- Kamena
- Coordinates: 43°13′N 17°57′E﻿ / ﻿43.217°N 17.950°E
- Country: Bosnia and Herzegovina
- Entity: Federation of Bosnia and Herzegovina
- Canton: Herzegovina-Neretva
- Municipality: City of Mostar

Area
- • Total: 3.41 km^{2} (1.32 sq mi)

Population (2013)
- • Total: 0
- • Density: 0.0/km^{2} (0.0/sq mi)
- Time zone: UTC+1 (CET)
- • Summer (DST): UTC+2 (CEST)

= Kamena, Mostar =

Kamena is an abandoned village in the City of Mostar in Herzegovina-Neretva Canton of the Federation of Bosnia and Herzegovina, an entity of Bosnia and Herzegovina.

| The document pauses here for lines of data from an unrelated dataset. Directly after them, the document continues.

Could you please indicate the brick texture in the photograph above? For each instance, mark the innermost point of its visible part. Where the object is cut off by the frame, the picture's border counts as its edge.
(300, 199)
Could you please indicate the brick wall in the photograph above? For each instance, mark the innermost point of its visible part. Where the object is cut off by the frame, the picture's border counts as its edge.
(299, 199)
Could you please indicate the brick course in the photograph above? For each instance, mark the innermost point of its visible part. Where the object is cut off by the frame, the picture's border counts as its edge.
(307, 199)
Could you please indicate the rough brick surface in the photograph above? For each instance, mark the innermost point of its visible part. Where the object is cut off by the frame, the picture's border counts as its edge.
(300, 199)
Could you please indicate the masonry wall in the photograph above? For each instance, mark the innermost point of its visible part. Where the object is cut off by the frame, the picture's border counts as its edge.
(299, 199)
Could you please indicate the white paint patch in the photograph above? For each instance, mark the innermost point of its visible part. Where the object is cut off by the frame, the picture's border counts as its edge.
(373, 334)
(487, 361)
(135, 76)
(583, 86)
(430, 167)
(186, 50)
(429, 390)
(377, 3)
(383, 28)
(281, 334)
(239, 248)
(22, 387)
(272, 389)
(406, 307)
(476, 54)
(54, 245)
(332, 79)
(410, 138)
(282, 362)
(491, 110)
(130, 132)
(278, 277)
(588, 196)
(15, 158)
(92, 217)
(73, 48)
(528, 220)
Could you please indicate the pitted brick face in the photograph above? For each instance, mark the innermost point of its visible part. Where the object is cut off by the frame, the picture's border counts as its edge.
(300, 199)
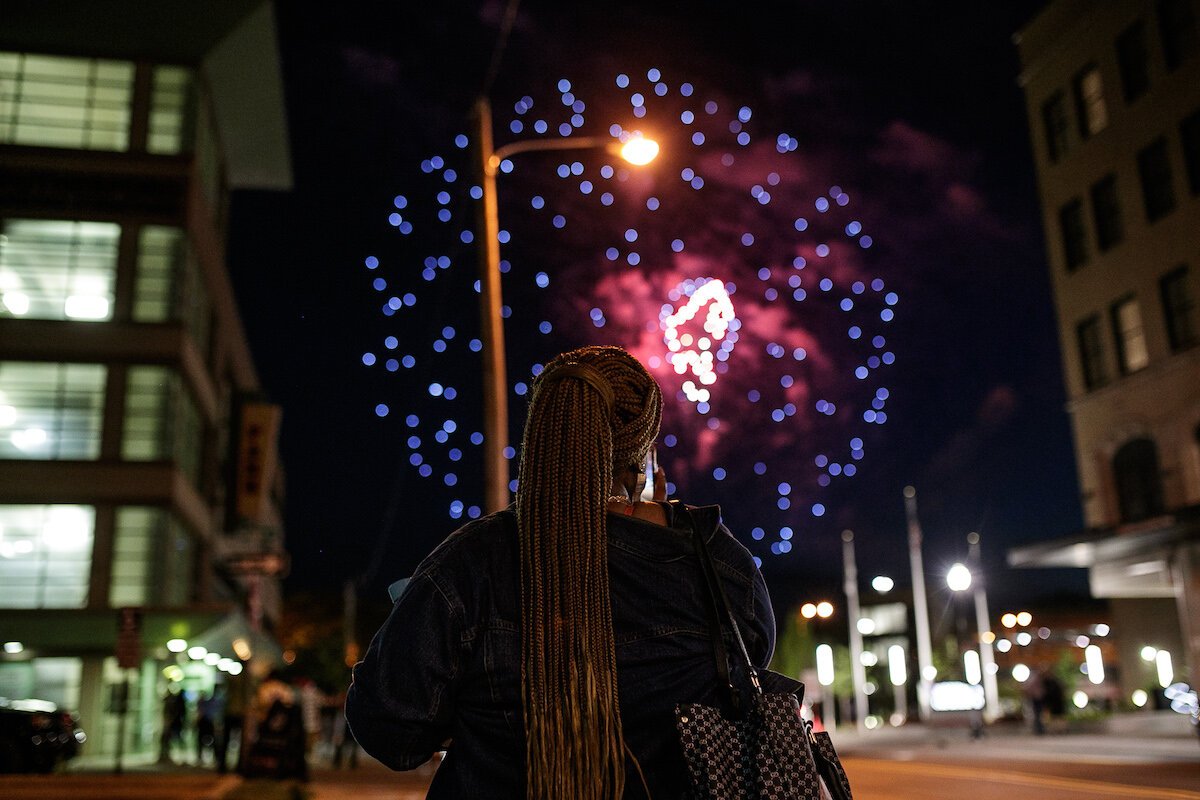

Prior to the Bosnian War, Kamena was part of Mostar, however, with the partition of Bosnia and Herzegovina after the Dayton Agreement in 1995, the village was divided, with the eastern part of the village being enjoined to the newly established Istočni Mostar, a part of the metropolitan area of Mostar that was assigned to Republika Srpska, while the western part of the village remained in Mostar. Today, Kamena is uninhabited.